At the very end of May, Oliver was born. He ushered in a season of busy life. One with little sleep and little sense of trying to eat healthy. Around that time, I did join Planet Fitness and started to work out a little each week (PF gets a lot of hate from people who want to use the gym to bulk up and call it the McDonalds of gyms…BUT for a guy who needs to get his heart rate up and lose some weight, 10 bucks a month is super affordable). I wasn’t taking control of my weight. I wasn’t owning it.
Last week was the last straw for me. The Weight Watchers app was dusty. I didn’t feel like I could be aggressively in control of my transformation. Therefore, I found a new tool. Another, not-so-perfect, tool to help me reach my goal. I purchased a fitbit flex and thus far it has been what I needed all along.
The fitbit costs less than 8 months of Weight Watchers online and will last me until I reach my goal. The strap is always on my wrist, reminding me of my commitment. The app tracks ALL movement through the day and helps me realize how much sleep I get and how restful it is. I feel more than motivated to reach DAILY exercise goals and to take that walk instead of playing a video game.
Why am I telling the world about this? Because I need your help. I will be posting updates on my journey here as I reach goals, run races, and change my food habits.
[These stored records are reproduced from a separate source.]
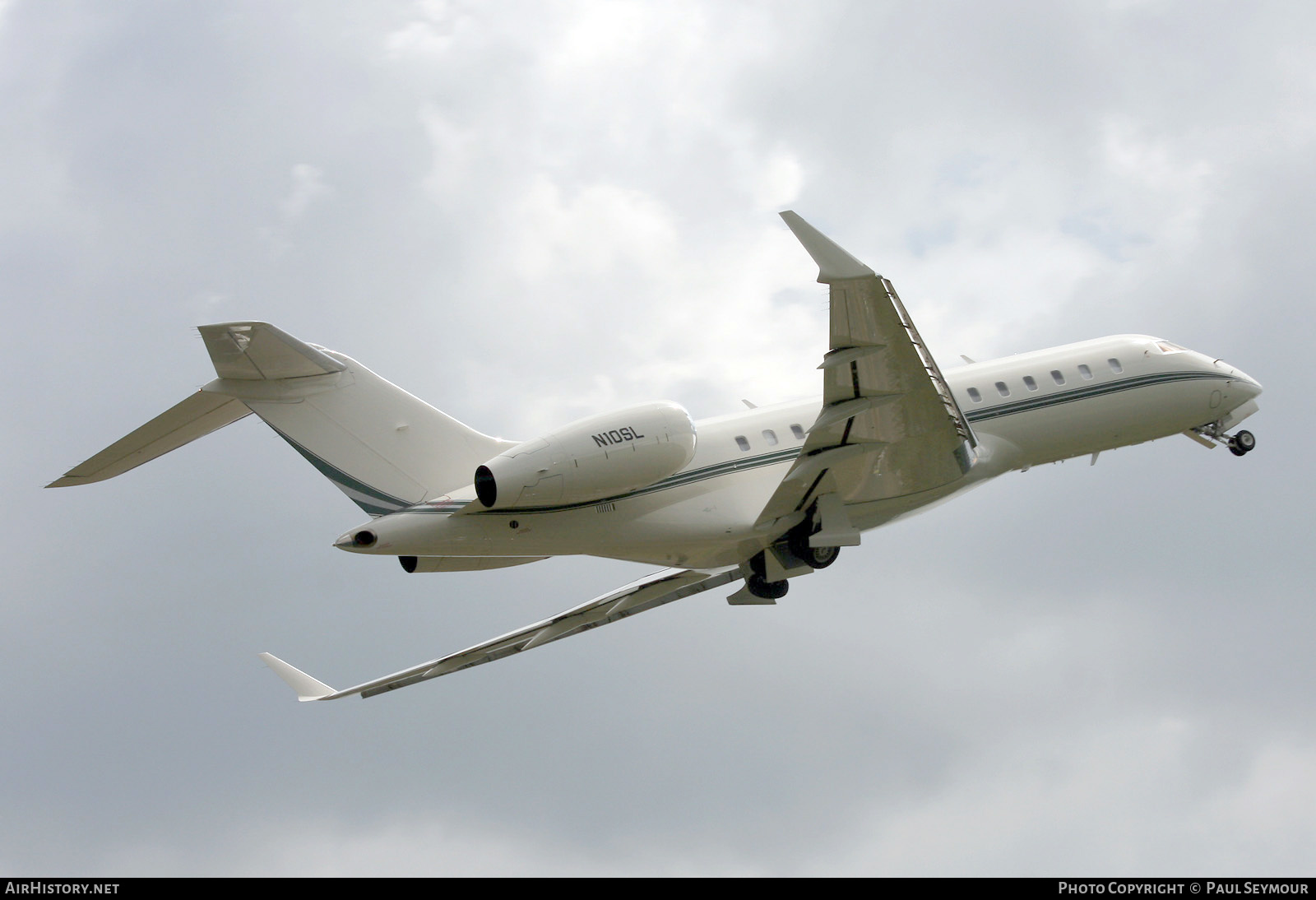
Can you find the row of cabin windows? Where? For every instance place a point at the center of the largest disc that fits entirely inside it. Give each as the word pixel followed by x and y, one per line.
pixel 1057 375
pixel 770 436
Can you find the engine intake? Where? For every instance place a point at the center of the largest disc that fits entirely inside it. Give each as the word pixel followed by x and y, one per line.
pixel 590 459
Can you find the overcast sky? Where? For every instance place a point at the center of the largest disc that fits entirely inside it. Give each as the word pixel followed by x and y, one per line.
pixel 526 212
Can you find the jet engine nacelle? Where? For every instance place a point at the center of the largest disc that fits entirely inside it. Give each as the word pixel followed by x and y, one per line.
pixel 590 459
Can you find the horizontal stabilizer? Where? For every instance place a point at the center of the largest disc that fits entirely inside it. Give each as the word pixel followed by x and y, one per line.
pixel 261 351
pixel 307 687
pixel 195 417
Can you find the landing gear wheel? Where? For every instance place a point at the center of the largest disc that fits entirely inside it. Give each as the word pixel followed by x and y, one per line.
pixel 761 587
pixel 798 542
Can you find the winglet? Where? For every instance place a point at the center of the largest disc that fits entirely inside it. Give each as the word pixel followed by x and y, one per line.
pixel 307 687
pixel 835 263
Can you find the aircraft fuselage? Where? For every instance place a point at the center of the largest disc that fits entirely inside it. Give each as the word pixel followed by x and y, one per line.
pixel 1026 410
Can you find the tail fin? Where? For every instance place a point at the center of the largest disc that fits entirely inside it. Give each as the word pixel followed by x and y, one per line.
pixel 382 447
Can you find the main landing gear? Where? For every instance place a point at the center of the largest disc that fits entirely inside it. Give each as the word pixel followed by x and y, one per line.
pixel 1240 443
pixel 790 557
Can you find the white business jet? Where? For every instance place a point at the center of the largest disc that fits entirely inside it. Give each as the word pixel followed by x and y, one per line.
pixel 760 496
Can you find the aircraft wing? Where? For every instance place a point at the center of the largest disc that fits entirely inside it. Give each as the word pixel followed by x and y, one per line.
pixel 890 427
pixel 645 594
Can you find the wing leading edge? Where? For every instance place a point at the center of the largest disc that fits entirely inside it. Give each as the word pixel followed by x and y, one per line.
pixel 888 427
pixel 645 594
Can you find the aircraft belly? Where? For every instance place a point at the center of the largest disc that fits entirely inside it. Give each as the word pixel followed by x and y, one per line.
pixel 699 524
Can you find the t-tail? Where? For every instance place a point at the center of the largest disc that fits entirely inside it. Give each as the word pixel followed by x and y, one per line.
pixel 382 447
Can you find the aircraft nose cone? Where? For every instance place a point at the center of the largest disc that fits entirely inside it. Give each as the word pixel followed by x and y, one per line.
pixel 1245 383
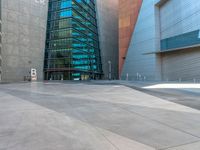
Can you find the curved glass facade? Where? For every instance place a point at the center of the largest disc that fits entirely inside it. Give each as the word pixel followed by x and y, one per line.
pixel 72 44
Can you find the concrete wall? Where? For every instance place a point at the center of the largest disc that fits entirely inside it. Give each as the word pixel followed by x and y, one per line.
pixel 160 19
pixel 107 16
pixel 181 65
pixel 144 40
pixel 24 31
pixel 128 14
pixel 0 43
pixel 179 17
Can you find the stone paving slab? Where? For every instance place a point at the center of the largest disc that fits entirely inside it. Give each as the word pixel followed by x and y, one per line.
pixel 92 117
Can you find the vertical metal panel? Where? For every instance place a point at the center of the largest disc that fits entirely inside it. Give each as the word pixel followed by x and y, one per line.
pixel 128 14
pixel 181 65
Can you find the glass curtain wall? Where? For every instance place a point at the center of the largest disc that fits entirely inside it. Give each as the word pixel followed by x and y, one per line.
pixel 72 45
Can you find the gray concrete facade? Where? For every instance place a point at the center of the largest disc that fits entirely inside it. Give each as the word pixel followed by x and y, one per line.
pixel 160 20
pixel 23 38
pixel 107 17
pixel 0 42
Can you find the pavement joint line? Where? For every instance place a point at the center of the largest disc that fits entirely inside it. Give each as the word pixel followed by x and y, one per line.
pixel 158 122
pixel 83 123
pixel 179 145
pixel 130 112
pixel 106 138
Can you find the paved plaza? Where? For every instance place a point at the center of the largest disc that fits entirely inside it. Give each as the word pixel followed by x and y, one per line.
pixel 93 116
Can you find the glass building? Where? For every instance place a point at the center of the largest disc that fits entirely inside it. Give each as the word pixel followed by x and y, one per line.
pixel 72 45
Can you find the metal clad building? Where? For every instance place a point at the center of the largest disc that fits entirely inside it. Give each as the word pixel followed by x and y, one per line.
pixel 165 44
pixel 23 38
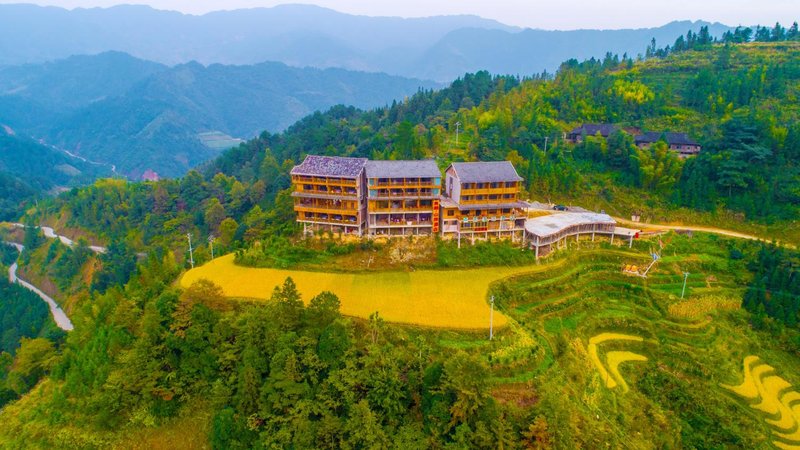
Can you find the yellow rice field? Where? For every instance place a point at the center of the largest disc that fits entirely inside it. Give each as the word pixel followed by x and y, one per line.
pixel 615 359
pixel 432 298
pixel 611 376
pixel 774 397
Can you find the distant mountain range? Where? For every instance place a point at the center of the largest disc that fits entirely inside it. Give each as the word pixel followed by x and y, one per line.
pixel 438 48
pixel 139 115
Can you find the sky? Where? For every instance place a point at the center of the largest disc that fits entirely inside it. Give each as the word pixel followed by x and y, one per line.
pixel 545 14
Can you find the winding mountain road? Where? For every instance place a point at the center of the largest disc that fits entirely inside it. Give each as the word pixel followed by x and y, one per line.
pixel 51 234
pixel 59 316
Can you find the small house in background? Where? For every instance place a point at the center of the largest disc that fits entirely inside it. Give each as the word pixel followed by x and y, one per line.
pixel 591 129
pixel 677 142
pixel 150 175
pixel 329 194
pixel 403 197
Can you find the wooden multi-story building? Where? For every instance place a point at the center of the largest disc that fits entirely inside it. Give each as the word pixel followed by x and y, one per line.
pixel 403 197
pixel 482 199
pixel 329 194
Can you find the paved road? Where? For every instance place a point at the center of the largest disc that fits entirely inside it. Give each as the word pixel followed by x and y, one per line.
pixel 59 315
pixel 51 234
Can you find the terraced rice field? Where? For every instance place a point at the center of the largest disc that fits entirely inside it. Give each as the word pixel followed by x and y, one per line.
pixel 613 359
pixel 775 397
pixel 445 299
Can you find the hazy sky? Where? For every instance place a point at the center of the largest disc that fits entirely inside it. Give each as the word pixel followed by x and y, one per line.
pixel 547 14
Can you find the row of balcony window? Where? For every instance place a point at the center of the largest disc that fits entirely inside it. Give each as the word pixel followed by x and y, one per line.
pixel 336 218
pixel 403 181
pixel 404 192
pixel 326 204
pixel 494 197
pixel 329 190
pixel 497 185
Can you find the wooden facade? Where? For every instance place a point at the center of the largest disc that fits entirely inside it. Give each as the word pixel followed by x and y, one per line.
pixel 402 197
pixel 329 194
pixel 482 199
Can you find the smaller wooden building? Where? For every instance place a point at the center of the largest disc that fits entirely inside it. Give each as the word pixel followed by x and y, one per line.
pixel 577 135
pixel 677 142
pixel 482 199
pixel 329 195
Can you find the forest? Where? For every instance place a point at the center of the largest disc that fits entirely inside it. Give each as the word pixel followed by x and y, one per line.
pixel 148 357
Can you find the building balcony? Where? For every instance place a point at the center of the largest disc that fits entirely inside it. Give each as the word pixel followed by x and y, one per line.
pixel 413 183
pixel 325 208
pixel 326 193
pixel 490 191
pixel 324 181
pixel 337 220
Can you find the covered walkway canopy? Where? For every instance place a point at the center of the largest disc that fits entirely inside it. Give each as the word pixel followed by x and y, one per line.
pixel 547 230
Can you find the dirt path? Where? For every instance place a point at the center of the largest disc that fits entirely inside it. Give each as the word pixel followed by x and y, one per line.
pixel 723 232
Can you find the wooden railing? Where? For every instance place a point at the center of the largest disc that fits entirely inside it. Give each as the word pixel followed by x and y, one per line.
pixel 325 208
pixel 490 191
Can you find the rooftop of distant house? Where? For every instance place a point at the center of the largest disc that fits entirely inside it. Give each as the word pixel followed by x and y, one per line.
pixel 486 172
pixel 403 169
pixel 330 166
pixel 671 138
pixel 591 129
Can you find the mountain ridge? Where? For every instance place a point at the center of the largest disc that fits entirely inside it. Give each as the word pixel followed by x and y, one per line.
pixel 303 35
pixel 140 115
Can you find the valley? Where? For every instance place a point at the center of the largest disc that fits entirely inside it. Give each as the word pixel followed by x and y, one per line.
pixel 601 256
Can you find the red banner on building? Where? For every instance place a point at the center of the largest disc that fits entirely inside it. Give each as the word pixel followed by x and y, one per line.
pixel 435 218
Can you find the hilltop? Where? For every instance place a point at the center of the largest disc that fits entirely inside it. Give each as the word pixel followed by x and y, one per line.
pixel 590 357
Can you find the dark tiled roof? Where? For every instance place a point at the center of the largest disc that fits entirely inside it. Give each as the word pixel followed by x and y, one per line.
pixel 591 129
pixel 671 138
pixel 330 166
pixel 514 205
pixel 486 172
pixel 403 169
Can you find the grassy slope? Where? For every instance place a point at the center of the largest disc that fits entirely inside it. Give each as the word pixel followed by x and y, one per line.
pixel 675 398
pixel 540 362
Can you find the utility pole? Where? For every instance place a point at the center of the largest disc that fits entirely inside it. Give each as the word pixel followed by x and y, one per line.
pixel 685 276
pixel 191 255
pixel 491 318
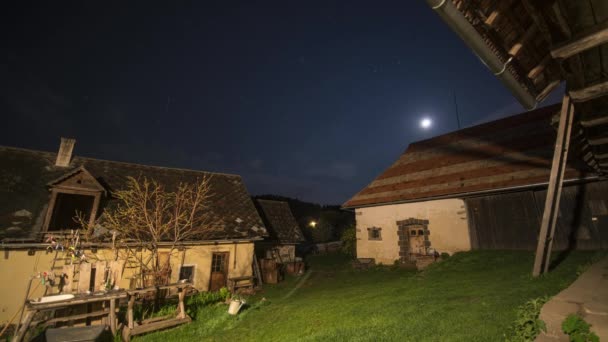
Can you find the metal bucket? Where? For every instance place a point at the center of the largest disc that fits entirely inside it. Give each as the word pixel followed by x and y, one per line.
pixel 235 306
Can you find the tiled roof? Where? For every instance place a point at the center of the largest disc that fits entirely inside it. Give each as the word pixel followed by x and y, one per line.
pixel 279 220
pixel 25 174
pixel 515 151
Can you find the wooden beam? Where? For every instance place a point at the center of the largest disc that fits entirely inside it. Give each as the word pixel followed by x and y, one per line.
pixel 537 70
pixel 548 89
pixel 558 167
pixel 516 48
pixel 560 20
pixel 595 118
pixel 501 7
pixel 538 19
pixel 582 41
pixel 589 93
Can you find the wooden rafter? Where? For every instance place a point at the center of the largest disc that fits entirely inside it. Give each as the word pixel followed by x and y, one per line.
pixel 516 48
pixel 589 93
pixel 548 89
pixel 585 40
pixel 537 70
pixel 501 7
pixel 537 18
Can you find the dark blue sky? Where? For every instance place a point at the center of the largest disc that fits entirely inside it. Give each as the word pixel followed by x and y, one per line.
pixel 309 99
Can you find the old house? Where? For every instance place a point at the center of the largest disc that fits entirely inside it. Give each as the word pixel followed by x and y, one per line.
pixel 481 187
pixel 283 231
pixel 40 192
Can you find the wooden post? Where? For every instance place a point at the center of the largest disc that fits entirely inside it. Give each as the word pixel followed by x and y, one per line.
pixel 181 307
pixel 112 316
pixel 24 326
pixel 558 167
pixel 130 310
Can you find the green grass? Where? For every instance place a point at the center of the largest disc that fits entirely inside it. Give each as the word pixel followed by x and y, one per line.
pixel 471 296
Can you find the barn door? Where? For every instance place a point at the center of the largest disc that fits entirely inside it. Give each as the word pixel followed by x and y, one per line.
pixel 416 235
pixel 219 270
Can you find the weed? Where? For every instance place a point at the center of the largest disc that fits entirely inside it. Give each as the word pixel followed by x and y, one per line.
pixel 578 330
pixel 527 325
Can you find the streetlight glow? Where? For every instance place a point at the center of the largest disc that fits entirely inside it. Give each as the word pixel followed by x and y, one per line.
pixel 426 123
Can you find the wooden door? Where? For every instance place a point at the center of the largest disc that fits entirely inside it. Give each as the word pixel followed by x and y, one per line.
pixel 416 236
pixel 219 270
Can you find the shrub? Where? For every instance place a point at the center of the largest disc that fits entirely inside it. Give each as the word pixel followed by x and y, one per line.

I need the help of friends to encourage me to not drink that second beer and to not encourage me to take more of any dessert. I will be posting some before photos soon and progress pictures as I go.
My weight loss goals: my first goal is to be at 250 by 2015, that’s about 35 pounds away. My next goal is 225 by this time next year. My ultimate goal is to reach 190 by my 35th birthday in 2018.
My fitness goals: To run a 5K this fall (zombie run preferred). To run three 10Ks and five 5Ks in 2015. To run a half marathon in 2016. To run a full marathon in 2017.
My plan: Cut back on beer when I have it (usually I will have at LEAST two beers in a sitting). Limit sweets and fried things to once a week, eventually try to make it once a month. Drink a lot of water. Eat more fruits and veggies. Have a caloric deficit each day of at least 100 calories. Walk a few miles a day. Workout 6 days a week (starting with run/walking, moving to jogging, then to long runs), rest from cardio on wednesday. Work in some strength training from TRX twice a week.
So far, so good. I will keep it up if you will help along the way. My future updates probably won’t be this long and comics will be included.